St. George let a long breath of black smoke curl out of his nostrils. “We don’t have to fight.”
“Pussy.” The giant ex chuckled.
“What’s the point of all this?”
“The point?”
“Why fight? Why aren’t we working together? With your power we could’ve had Los Angeles cleaned out months ago. Why didn’t you join us?”
“Join you?” Mighty Joe furrowed his thick brow and glared up at the hero. “Motherfucker, you just don’t get it. Why didn’t you join us?”
St. George blinked.
A huge finger stabbed up at him. “Why you think we all wanted to kneel down and be your bitches? Life is good as long as you’re in charge, huh? We don’t kneel to no one, pinche. We’re Diecisiete! SS always and forever!”
The Seventeens roared.
They opened fire.
Rifles. Pistols. Machine guns. Hundreds of firearms all aimed at him.

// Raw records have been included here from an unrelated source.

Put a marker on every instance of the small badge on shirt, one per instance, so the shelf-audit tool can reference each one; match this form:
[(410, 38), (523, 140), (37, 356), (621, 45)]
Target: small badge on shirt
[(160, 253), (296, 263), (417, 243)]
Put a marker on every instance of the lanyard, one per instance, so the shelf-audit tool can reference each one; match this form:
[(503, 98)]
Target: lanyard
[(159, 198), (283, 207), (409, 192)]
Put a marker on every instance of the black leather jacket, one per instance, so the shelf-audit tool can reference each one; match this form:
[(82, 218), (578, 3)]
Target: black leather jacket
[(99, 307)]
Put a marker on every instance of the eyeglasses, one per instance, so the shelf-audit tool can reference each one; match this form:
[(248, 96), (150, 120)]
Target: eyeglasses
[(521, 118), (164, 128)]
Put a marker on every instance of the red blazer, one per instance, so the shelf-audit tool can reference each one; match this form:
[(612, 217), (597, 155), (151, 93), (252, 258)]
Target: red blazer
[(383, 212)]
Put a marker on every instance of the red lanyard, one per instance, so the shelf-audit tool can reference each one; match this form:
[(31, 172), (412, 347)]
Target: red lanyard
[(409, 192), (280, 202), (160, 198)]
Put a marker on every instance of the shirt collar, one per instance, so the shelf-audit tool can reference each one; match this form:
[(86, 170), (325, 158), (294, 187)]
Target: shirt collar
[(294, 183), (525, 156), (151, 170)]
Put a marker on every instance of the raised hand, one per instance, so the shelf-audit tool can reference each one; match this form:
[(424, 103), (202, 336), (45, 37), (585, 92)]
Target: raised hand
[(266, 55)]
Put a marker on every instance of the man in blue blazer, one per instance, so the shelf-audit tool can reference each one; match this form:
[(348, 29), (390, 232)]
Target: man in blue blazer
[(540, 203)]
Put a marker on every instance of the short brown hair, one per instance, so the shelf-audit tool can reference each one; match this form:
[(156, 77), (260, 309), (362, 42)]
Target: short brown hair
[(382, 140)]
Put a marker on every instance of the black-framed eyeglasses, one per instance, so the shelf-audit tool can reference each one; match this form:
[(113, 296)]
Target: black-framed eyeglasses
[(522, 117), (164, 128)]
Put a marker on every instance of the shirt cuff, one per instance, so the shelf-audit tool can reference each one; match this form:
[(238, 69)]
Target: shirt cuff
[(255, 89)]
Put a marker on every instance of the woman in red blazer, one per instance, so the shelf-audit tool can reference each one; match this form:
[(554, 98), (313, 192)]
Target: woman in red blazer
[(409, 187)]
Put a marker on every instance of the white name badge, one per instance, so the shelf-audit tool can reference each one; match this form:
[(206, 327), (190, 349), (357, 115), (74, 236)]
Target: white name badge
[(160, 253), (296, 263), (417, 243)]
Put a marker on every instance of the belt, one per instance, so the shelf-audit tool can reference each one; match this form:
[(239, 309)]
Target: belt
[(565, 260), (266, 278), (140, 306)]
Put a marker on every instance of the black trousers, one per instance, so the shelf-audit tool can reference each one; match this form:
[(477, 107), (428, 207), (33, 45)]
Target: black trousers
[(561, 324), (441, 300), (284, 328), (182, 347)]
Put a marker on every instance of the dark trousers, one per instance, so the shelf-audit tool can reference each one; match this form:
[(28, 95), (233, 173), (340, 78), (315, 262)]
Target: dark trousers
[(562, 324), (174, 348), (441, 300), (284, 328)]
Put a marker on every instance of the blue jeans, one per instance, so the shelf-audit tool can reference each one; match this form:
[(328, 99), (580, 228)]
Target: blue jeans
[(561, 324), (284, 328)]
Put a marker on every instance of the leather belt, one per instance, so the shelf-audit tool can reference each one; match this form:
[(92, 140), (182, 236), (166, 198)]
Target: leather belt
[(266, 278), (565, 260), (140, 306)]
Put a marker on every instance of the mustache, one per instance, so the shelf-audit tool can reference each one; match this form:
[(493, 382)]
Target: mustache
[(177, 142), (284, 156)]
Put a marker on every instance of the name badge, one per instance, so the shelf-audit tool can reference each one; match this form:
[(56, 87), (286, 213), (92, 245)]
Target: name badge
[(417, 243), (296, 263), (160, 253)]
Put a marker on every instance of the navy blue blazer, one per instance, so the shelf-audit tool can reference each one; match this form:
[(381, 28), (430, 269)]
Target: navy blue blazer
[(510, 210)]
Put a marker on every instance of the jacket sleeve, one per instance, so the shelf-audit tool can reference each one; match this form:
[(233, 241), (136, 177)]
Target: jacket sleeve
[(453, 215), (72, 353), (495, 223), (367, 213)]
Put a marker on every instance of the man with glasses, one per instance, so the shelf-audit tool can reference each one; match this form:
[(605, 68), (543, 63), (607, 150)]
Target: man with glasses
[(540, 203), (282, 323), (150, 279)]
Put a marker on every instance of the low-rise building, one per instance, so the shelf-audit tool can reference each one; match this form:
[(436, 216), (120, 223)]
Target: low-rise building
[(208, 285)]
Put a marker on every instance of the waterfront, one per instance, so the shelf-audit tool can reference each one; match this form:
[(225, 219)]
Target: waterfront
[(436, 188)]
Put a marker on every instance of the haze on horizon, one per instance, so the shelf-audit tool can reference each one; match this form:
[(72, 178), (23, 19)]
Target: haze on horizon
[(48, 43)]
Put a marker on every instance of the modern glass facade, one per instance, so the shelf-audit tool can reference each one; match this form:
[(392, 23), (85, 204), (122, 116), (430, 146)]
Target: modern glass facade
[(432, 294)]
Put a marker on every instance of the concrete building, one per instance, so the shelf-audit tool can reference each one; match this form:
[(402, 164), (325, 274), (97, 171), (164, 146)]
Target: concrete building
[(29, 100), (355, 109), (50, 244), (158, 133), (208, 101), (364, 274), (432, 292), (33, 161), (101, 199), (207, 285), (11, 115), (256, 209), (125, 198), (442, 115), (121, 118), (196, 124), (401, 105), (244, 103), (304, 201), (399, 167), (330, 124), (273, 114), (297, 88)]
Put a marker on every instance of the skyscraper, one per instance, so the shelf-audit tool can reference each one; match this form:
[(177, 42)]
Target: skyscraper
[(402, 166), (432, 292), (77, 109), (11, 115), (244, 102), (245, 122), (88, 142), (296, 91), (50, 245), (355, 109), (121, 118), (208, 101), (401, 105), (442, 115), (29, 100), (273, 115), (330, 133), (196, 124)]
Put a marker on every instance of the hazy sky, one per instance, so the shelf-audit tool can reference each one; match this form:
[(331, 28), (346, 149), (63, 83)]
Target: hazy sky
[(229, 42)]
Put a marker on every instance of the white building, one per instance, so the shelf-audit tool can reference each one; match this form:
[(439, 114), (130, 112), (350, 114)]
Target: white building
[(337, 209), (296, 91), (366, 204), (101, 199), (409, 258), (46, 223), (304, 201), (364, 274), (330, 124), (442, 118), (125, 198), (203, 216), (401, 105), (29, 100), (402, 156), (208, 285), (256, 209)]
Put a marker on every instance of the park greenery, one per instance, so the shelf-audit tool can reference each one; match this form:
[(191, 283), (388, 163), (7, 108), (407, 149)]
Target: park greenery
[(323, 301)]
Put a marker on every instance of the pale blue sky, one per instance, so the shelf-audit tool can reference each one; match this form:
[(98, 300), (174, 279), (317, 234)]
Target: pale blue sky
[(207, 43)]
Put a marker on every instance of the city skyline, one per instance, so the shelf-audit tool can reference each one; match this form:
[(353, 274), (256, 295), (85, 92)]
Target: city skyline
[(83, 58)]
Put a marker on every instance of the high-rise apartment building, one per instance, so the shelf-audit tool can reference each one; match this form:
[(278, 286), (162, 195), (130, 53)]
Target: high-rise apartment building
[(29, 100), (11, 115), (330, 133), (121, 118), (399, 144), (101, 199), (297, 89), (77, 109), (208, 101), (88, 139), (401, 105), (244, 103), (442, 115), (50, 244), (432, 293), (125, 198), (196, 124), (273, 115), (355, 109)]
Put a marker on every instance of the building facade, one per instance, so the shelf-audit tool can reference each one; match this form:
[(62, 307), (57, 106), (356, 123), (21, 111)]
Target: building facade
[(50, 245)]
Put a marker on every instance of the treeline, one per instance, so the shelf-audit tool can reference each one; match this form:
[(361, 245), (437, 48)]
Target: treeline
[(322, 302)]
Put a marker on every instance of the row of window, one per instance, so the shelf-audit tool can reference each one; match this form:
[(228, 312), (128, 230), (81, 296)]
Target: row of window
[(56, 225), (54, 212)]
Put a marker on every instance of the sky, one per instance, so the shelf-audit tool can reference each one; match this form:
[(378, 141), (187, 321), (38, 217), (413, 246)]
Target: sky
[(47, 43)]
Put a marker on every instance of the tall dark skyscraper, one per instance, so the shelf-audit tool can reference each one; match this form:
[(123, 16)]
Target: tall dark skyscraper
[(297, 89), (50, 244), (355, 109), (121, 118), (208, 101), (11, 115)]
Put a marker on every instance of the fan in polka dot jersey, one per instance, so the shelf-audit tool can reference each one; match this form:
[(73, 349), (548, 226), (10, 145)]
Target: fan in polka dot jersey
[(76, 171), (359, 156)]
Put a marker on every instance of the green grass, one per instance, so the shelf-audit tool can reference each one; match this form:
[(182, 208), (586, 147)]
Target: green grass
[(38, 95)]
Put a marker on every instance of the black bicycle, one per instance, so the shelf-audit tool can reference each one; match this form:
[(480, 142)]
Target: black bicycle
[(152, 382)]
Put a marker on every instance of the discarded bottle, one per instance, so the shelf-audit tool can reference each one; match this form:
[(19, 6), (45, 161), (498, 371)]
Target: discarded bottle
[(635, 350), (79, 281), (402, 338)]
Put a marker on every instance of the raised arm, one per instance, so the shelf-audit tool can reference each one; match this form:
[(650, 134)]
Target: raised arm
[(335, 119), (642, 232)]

St. George closed his eyes and let one leg settle off the ledge to brace himself. The bullets were heavy rain beating on his body. They hit every inch of him. His skin rippled. His muscles stung. His third leather jacket in a week became tatters, torn away in the high caliber wind that tried to drive him back.
Under the percussion of gunfire he could hear the screams. Civilians pelted with hot casings as they tried to plug their ears. There were elderly people and children in the crowd. They were terrified.
It was going to get worse for them.
The hero ignored the bullets slapping him and sucked in air. Short, quick breaths filled every inch of his lungs. His chest swelled and he felt the warm sizzle in the back of his throat.
It took a few moments for the rain to stop. St. George opened his eyes and looked down; saw their fear of the man who stood through all their bullets. The Seventeens were pulling magazines from belts and pockets while empty ones rattled on the ground in drifts of spent brass.